I glanced through some of them:

http://www.tepco.co.jp/nu/fukushima-np/roadmap/images1/images1/d160225_08-j.pdf
This one presents the recently finished 3D laser-scan of the torus room of Unit 3. Acquired data to be used for the evaluation of obstacles and identification of possible water leaks.
On the page numbered 7 they give some radiation dose values, but warn that they are only estimations because the measuring device used was not a calibrated one.
Measured values were between 48.2 and 161.0 mSv/h, in general showing a decrease compared to the values measured in July 2012 (given on Page 8).

http://www.tepco.co.jp/nu/fukushima-np/roadmap/images1/images1/d160225_07-j.pdf
About the stage of the cover removal process at Reactor 1 building.
After removing the roof, they started cutting some of the twisted steel beams which hinder access.
Page numbered 4: some photos of the operating floor, before and after removing some rubble.

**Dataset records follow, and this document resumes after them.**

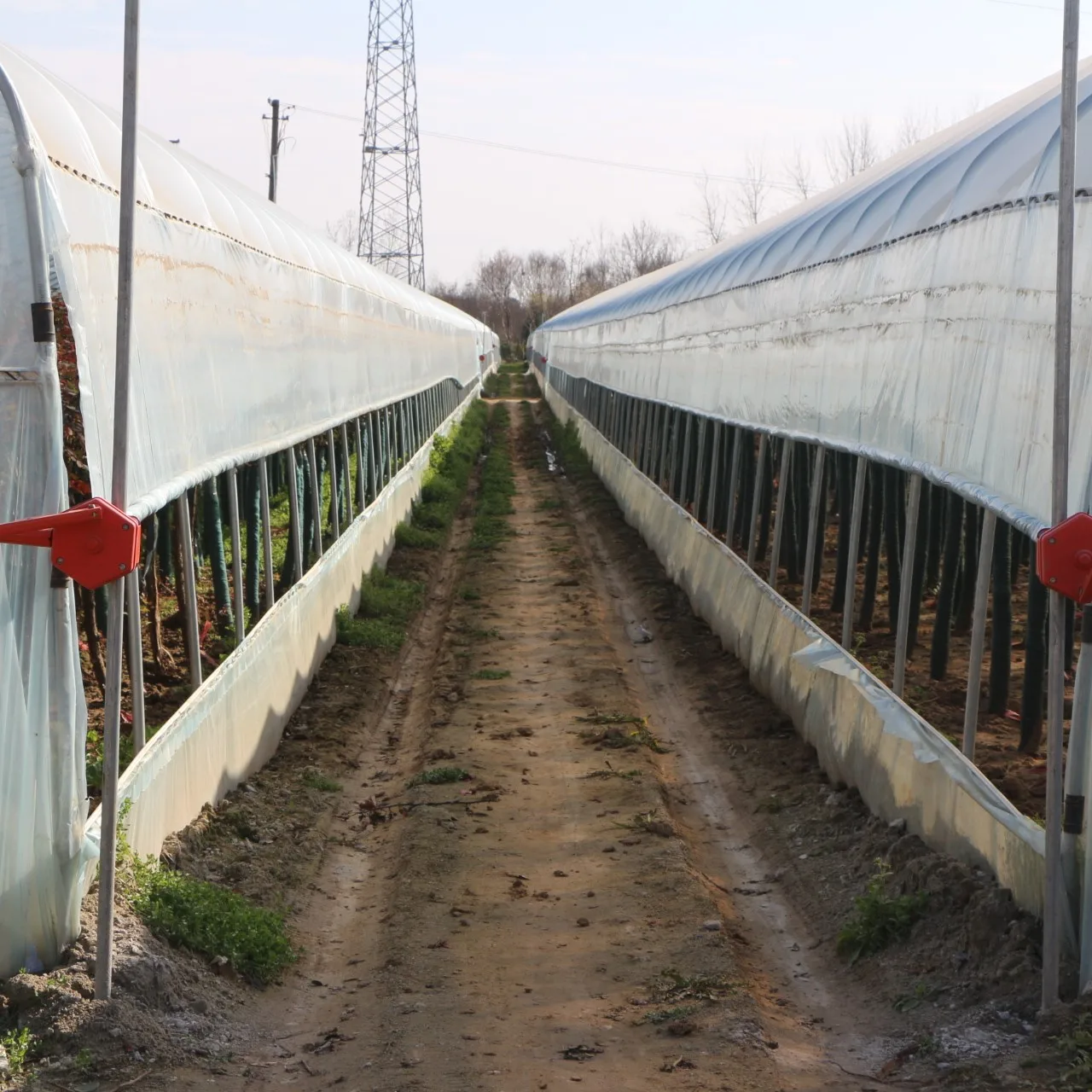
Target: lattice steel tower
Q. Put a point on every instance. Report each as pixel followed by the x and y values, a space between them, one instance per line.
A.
pixel 390 178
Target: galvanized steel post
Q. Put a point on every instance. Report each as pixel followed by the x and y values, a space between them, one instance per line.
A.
pixel 909 553
pixel 264 488
pixel 779 526
pixel 233 511
pixel 112 721
pixel 851 561
pixel 737 439
pixel 1054 896
pixel 815 505
pixel 764 441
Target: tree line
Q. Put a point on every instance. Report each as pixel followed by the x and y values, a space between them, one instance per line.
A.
pixel 514 293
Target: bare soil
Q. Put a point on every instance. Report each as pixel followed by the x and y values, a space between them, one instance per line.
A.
pixel 584 909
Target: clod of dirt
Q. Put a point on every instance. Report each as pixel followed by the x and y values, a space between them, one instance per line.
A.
pixel 681 1028
pixel 580 1053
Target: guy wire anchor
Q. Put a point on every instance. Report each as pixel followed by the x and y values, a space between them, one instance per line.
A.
pixel 93 543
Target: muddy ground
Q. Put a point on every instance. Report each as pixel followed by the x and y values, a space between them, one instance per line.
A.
pixel 577 912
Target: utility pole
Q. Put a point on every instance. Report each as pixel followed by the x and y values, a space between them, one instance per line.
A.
pixel 391 235
pixel 276 139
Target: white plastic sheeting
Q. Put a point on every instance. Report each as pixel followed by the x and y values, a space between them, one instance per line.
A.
pixel 908 315
pixel 250 332
pixel 863 734
pixel 42 772
pixel 233 724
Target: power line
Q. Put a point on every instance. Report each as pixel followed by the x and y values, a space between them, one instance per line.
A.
pixel 648 168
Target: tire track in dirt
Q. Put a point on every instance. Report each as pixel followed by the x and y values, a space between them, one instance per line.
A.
pixel 517 931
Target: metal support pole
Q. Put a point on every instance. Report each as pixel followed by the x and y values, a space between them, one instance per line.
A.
pixel 764 443
pixel 136 659
pixel 316 496
pixel 334 485
pixel 348 474
pixel 815 505
pixel 112 711
pixel 233 512
pixel 851 561
pixel 1054 896
pixel 296 526
pixel 699 490
pixel 978 632
pixel 737 440
pixel 779 526
pixel 189 588
pixel 714 478
pixel 264 490
pixel 664 433
pixel 909 552
pixel 373 455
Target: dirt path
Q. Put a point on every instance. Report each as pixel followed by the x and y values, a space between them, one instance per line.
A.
pixel 574 913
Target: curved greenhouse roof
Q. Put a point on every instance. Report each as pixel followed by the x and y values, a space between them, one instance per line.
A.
pixel 1003 156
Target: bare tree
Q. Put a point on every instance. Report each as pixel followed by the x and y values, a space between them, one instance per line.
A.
pixel 799 171
pixel 712 212
pixel 497 280
pixel 853 151
pixel 544 285
pixel 646 248
pixel 915 127
pixel 343 230
pixel 752 190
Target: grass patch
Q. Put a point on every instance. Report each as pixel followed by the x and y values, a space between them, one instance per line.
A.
pixel 880 920
pixel 203 917
pixel 497 487
pixel 450 465
pixel 620 732
pixel 670 987
pixel 16 1045
pixel 316 779
pixel 439 775
pixel 212 921
pixel 386 605
pixel 667 1016
pixel 599 717
pixel 612 772
pixel 1076 1051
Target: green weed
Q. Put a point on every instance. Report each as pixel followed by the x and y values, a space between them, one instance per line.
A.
pixel 497 487
pixel 614 734
pixel 16 1045
pixel 1076 1048
pixel 386 605
pixel 667 1016
pixel 212 921
pixel 880 920
pixel 203 917
pixel 670 985
pixel 439 775
pixel 316 779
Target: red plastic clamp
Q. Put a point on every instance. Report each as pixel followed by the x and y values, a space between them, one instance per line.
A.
pixel 1064 558
pixel 93 543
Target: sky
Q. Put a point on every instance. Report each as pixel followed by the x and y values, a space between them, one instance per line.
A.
pixel 694 85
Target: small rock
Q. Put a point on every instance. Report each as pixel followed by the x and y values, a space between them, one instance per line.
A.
pixel 681 1028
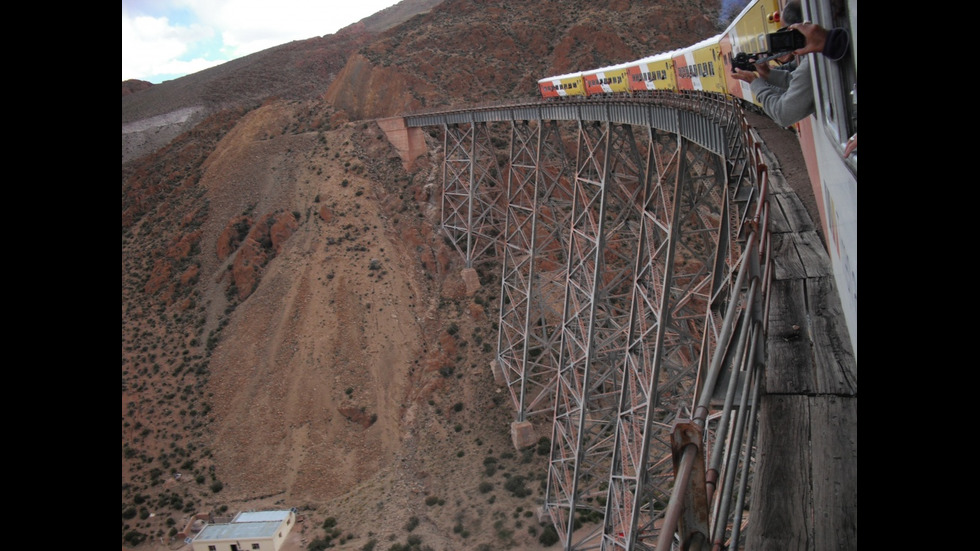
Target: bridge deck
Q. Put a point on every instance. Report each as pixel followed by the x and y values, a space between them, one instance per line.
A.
pixel 805 494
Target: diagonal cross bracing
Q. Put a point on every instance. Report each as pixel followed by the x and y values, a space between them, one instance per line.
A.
pixel 532 282
pixel 602 247
pixel 471 190
pixel 622 280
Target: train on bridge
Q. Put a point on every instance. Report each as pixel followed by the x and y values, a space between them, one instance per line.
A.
pixel 707 67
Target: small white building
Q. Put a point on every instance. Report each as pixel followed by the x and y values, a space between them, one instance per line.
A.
pixel 248 531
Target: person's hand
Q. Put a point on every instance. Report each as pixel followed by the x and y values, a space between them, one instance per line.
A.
pixel 745 76
pixel 851 146
pixel 815 35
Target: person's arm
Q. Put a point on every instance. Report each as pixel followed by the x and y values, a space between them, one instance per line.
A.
pixel 787 106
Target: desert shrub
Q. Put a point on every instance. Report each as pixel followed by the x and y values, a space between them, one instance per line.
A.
pixel 134 537
pixel 549 536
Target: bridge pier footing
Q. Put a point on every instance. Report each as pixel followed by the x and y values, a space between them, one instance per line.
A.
pixel 522 434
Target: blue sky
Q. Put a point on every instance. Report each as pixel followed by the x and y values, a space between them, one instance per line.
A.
pixel 167 39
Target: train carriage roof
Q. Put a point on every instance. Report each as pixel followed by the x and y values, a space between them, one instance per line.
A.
pixel 560 77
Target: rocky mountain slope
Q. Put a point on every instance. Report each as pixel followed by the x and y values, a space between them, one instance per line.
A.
pixel 295 331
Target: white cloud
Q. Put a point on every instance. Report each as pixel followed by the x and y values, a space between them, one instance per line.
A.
pixel 163 40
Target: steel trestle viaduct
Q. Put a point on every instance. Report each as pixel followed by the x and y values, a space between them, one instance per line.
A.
pixel 636 266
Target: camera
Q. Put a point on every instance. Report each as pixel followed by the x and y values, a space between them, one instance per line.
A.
pixel 781 42
pixel 785 41
pixel 744 61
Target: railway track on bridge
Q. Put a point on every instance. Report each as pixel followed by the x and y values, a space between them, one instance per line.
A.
pixel 652 269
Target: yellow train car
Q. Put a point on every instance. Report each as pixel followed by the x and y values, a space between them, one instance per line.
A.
pixel 606 80
pixel 655 72
pixel 562 86
pixel 747 34
pixel 699 67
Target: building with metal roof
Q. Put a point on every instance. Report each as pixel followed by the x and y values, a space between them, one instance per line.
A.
pixel 248 531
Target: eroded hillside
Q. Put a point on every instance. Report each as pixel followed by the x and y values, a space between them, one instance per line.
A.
pixel 295 331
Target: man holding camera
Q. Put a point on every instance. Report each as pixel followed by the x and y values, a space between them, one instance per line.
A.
pixel 786 95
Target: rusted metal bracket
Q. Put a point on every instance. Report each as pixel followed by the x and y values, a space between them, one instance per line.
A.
pixel 688 455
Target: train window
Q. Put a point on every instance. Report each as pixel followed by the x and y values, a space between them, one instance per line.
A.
pixel 836 81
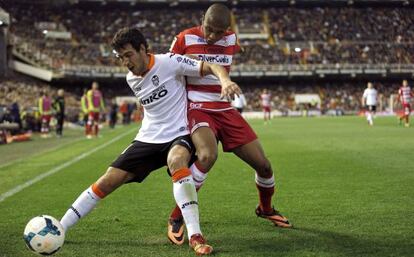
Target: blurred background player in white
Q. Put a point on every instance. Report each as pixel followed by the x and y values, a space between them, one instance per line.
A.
pixel 266 101
pixel 95 106
pixel 45 110
pixel 163 139
pixel 59 107
pixel 239 102
pixel 212 118
pixel 404 97
pixel 369 100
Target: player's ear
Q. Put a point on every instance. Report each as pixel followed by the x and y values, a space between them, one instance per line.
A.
pixel 142 48
pixel 202 19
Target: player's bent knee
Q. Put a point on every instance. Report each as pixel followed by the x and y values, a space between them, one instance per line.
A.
pixel 207 159
pixel 111 180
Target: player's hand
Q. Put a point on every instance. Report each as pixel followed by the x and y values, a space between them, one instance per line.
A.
pixel 229 89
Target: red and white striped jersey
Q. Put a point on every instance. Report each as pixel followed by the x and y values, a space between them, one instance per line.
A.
pixel 206 91
pixel 405 94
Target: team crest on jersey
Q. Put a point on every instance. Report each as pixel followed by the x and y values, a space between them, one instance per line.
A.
pixel 155 80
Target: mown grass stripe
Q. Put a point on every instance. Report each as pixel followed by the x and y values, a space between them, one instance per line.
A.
pixel 38 178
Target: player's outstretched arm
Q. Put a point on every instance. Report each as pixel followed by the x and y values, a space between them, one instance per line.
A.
pixel 228 87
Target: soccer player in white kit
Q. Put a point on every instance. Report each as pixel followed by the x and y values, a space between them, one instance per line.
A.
pixel 369 99
pixel 163 139
pixel 404 97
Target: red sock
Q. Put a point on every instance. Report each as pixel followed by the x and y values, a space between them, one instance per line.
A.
pixel 265 198
pixel 87 129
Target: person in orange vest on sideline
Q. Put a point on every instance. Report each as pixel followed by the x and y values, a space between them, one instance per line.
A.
pixel 95 105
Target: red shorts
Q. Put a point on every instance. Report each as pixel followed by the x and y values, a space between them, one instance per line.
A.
pixel 46 118
pixel 406 108
pixel 93 116
pixel 229 126
pixel 266 108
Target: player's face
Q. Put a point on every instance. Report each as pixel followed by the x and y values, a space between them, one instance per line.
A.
pixel 212 32
pixel 133 60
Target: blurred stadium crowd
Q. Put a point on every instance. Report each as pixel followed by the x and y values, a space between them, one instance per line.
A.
pixel 285 35
pixel 323 35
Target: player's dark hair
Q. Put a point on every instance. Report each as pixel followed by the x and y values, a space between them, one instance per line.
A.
pixel 129 36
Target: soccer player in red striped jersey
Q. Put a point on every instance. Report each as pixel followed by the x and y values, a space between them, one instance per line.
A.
pixel 266 101
pixel 212 118
pixel 404 96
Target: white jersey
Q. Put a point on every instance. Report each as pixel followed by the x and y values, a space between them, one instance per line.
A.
pixel 370 96
pixel 162 94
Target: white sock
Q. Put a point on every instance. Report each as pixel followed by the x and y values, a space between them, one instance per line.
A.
pixel 198 175
pixel 186 198
pixel 80 208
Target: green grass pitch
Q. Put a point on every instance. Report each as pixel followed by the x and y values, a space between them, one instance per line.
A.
pixel 348 189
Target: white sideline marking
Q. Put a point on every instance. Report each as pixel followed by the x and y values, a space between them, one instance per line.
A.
pixel 19 188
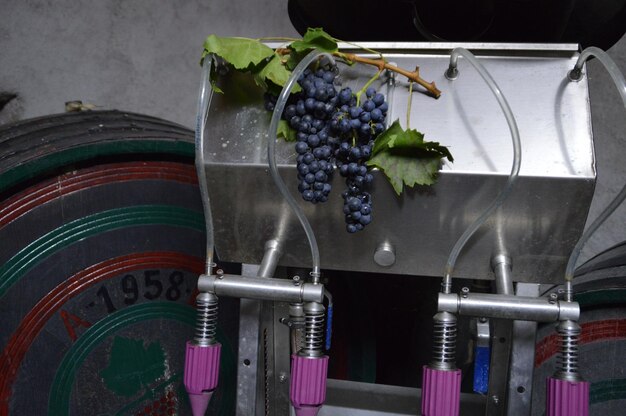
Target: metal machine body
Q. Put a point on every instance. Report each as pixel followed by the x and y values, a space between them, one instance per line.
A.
pixel 412 235
pixel 539 223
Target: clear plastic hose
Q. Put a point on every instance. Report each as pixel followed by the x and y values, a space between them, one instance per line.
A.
pixel 204 99
pixel 271 156
pixel 618 79
pixel 517 159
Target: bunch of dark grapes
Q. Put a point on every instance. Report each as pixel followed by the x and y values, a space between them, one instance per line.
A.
pixel 332 129
pixel 357 126
pixel 309 116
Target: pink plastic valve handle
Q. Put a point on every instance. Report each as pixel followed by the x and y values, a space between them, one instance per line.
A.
pixel 441 392
pixel 202 367
pixel 308 384
pixel 567 398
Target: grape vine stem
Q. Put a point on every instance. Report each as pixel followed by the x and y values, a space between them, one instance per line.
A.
pixel 381 64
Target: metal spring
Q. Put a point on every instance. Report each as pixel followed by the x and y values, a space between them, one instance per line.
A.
pixel 206 323
pixel 567 360
pixel 314 333
pixel 444 342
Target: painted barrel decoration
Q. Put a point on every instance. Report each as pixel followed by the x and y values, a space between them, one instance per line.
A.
pixel 102 241
pixel 600 289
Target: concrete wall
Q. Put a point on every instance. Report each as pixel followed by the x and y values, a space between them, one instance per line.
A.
pixel 142 56
pixel 137 55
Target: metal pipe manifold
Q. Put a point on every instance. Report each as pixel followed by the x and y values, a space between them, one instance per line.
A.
pixel 519 308
pixel 261 288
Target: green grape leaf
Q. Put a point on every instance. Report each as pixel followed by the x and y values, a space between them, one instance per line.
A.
pixel 406 159
pixel 315 39
pixel 274 71
pixel 133 367
pixel 285 131
pixel 241 53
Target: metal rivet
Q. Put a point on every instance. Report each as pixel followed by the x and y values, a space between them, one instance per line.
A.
pixel 385 255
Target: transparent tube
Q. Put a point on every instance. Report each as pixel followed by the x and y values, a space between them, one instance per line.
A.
pixel 204 99
pixel 517 160
pixel 618 79
pixel 271 156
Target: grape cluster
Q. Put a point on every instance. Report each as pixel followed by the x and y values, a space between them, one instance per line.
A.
pixel 357 126
pixel 309 116
pixel 333 129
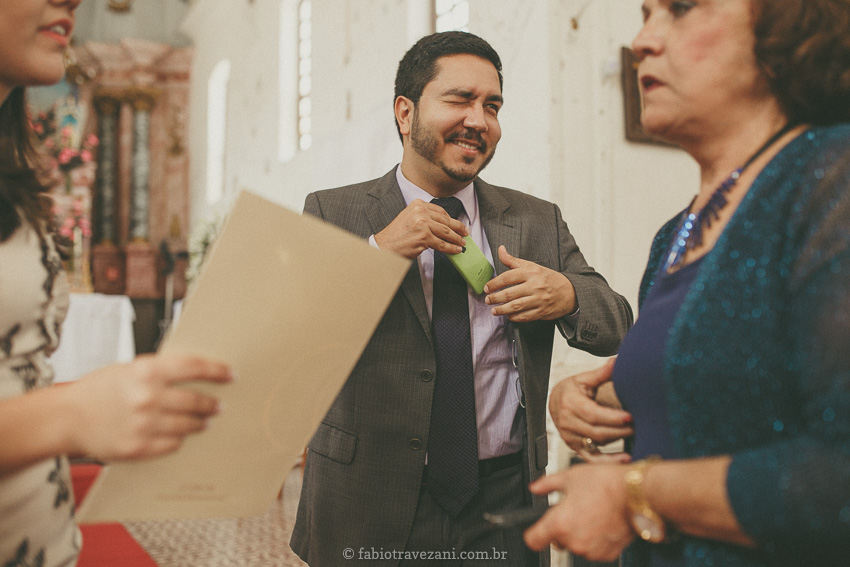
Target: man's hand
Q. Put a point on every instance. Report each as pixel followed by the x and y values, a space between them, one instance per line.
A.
pixel 591 517
pixel 421 226
pixel 529 292
pixel 582 409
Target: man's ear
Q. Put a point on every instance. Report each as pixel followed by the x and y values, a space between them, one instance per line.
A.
pixel 404 109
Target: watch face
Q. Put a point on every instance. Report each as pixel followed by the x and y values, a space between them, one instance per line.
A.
pixel 648 528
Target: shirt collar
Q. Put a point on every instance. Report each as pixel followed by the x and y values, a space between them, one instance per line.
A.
pixel 467 195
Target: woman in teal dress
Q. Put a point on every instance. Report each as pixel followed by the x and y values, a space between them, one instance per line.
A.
pixel 737 372
pixel 129 411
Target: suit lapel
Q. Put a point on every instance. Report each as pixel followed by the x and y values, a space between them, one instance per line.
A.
pixel 388 203
pixel 499 225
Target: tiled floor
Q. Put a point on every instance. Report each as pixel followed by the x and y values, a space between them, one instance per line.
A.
pixel 231 542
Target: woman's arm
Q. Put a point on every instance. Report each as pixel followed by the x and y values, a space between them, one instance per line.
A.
pixel 592 518
pixel 127 411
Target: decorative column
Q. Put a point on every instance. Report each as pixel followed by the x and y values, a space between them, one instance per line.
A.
pixel 142 257
pixel 107 258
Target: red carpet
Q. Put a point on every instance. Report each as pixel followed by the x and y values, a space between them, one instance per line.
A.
pixel 105 545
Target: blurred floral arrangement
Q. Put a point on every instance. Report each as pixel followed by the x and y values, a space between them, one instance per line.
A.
pixel 63 153
pixel 74 218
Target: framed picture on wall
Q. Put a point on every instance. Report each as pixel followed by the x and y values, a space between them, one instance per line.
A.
pixel 631 101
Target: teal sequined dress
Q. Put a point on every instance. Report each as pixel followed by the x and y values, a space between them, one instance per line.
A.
pixel 758 361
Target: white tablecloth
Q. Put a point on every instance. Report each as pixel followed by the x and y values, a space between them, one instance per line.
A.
pixel 97 331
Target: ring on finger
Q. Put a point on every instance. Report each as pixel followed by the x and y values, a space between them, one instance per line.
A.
pixel 590 445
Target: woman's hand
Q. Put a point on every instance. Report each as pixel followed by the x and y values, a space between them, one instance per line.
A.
pixel 591 519
pixel 138 410
pixel 584 416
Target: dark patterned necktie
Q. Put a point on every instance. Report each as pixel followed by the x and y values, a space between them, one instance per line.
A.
pixel 453 439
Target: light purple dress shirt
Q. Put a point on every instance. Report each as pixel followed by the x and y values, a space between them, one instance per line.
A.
pixel 497 389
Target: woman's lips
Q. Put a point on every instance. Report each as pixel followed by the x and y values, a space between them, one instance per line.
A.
pixel 648 83
pixel 59 31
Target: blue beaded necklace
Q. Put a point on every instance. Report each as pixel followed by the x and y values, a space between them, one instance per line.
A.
pixel 689 235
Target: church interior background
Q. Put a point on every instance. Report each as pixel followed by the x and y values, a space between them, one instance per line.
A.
pixel 170 108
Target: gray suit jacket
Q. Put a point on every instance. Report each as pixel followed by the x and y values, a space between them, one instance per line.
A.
pixel 364 465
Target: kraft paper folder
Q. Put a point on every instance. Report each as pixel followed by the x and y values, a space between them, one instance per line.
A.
pixel 290 302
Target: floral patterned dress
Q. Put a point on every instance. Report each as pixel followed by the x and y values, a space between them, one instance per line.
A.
pixel 37 527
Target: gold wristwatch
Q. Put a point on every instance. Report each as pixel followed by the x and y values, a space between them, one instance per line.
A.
pixel 645 521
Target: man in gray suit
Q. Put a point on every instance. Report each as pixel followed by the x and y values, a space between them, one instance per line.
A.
pixel 385 481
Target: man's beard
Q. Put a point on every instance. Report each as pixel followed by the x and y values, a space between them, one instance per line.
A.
pixel 427 144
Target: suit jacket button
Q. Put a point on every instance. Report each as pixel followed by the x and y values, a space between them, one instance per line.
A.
pixel 588 335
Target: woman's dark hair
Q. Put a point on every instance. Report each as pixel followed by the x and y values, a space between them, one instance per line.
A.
pixel 21 192
pixel 803 47
pixel 418 67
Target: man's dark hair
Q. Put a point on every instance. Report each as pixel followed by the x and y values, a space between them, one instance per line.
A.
pixel 418 67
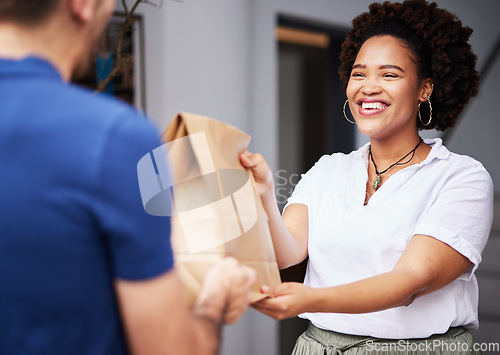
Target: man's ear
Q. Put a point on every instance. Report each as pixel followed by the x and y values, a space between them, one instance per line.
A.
pixel 82 10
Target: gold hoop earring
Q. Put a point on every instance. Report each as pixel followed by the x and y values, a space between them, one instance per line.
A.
pixel 345 103
pixel 430 113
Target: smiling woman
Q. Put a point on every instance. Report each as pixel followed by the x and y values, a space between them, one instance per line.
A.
pixel 394 243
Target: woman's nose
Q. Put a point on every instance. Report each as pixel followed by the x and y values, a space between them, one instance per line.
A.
pixel 371 87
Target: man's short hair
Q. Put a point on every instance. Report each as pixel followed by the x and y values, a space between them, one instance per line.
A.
pixel 26 12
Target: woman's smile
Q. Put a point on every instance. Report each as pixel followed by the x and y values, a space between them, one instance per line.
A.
pixel 371 106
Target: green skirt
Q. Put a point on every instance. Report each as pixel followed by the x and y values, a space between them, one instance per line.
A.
pixel 316 341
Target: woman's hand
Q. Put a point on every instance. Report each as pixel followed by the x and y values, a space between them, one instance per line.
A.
pixel 262 173
pixel 286 300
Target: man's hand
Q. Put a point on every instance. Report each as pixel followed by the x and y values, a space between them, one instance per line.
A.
pixel 227 291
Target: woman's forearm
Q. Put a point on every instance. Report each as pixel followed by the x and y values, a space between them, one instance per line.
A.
pixel 289 250
pixel 384 291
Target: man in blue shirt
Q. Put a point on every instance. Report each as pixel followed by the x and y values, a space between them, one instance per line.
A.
pixel 83 268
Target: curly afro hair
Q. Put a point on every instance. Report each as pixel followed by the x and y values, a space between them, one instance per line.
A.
pixel 439 45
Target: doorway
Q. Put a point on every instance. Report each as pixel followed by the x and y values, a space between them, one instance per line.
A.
pixel 311 122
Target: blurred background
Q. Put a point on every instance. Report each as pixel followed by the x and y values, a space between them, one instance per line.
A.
pixel 269 67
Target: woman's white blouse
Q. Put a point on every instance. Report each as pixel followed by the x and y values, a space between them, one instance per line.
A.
pixel 448 197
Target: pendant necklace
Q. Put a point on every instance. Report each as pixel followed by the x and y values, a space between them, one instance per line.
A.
pixel 376 182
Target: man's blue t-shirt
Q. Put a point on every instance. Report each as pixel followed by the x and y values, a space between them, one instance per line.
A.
pixel 71 214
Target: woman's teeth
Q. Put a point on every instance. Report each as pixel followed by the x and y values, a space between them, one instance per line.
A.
pixel 373 105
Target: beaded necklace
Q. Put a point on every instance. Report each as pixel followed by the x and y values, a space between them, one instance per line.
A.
pixel 376 183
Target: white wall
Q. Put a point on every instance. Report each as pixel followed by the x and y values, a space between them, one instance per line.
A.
pixel 219 58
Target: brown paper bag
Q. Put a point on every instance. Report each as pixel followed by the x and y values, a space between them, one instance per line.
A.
pixel 217 210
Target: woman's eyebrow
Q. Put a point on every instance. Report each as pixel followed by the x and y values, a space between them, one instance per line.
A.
pixel 385 66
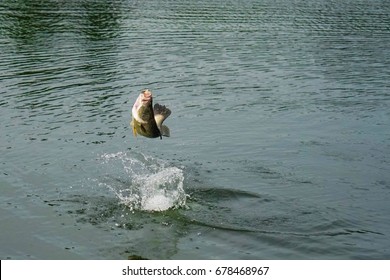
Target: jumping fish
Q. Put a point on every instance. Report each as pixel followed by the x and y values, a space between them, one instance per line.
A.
pixel 146 119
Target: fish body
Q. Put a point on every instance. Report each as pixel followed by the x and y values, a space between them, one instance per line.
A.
pixel 146 119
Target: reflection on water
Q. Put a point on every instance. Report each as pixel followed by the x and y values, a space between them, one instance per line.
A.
pixel 279 144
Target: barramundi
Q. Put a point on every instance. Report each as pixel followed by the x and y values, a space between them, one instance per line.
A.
pixel 146 119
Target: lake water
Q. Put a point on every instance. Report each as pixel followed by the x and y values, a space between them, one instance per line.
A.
pixel 280 129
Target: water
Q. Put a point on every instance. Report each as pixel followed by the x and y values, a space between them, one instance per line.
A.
pixel 280 140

http://www.tepco.co.jp/nu/fukushima-np/roadmap/images1/images1/d160225_16-j.pdf
Very interesting report regarding the wide range of studies and research activities being carried out regarding technologies and procedures to be used in the decommissioning works, from investigations techniques to be used for acquiring information regarding the interior of the reactors, to methods for removing the molten debris of nuclear fuel, to procedures for treating and storing contaminated stuff.
It's very long and complex, unfortunately, so I can only mention a few points now (comments made in a hurry, might need some additions/corrections later):
- the studies are being carried out keeping in mind the summer of 2017 as the tentative deadline for proposing variants from which to select (sometime around the summer of 2018) the actual method for removing the molten nuclear fuel;
- most of the items are discussed first in general terms, then on the lower-right of the page they give specific tasks/objectives planned for fiscal 2016-2017.
- for example Page 5 of 49 (page numbers refer to what the browser or PDF reader indicates) talks about the need to know more, in general, about the properties of molten nuclear fuel / corium. The task for 2016-2017 is to compile a more complete database with such information.
- Page 7 of 49 talks about getting a better image of the interior of the PCVs. In fiscal 2016 they plan to examine the lower pedestal area of PCV of Reactor 1 from the grating placed one floor above, hoping to see the molten debris; in 2017 they plan similar investigations for the PCVs of Reactor 2 and 3;
- Page 9 of 49 is on the same subject - the state of the molted fuel inside the PCVs. Tasks for 2016-2017: develop the concept for the machine and method used to open a hole at the top of the PCV for the purpose of investigating the inside and then test and verify the machine and method on mockup.
- Page 12 of 49: in 2016: prepare a database with information on thinkable methods for retrieving the debris; evaluate their compatibility with each of the reactors based on their specifics; develop concepts of machines and methods for retrieving samples of the molten fuel;
- Page 15 of 49: in 2016: evaluation of the basic elements and feasibility of the various methods for removing the molten fuel (water submerged method / in-air method, access from the top / access from the lateral).
- Page 17 of 49: objective for 2016: evaluation of methods for preventing the corrosion of the RPV and PCV, selection of anti-corrosion agents and their evaluation.
- Page 19 of 49: resistance of the RPVs/PCVs in case of earthquakes. Identification of possible weaknesses and methods to mitigate them.
- Page 21 of 49: need to study and prepare for/prevent criticalities while handling the molten fuel. Objectives for 2016: progress regarding the methods to reduce exposure of workers to radiation, and regarding methods to monitor, detect and prevent criticalities; in 2017 a well-defined method for all these should be put together.
- Page 23 of 49: studies regarding methods for repairing the PCVs and stopping the water leaks in view of filling up the PCVs with water. Some conclusions regarding their feasibility should be obtained in 2016-2017. The discussion continues on page 25 of 49, with experimental and demonstration works in these areas.
- Page 27 of 49: studies regarding the handling and storage of removed molten fuel debris. Concepts, mockups and experimental/demonstration works scheduled to advance significantly in 2016-2017.
- Discussion of studies aimed at the storage (including long term) of the contaminated debris continues on the following pages.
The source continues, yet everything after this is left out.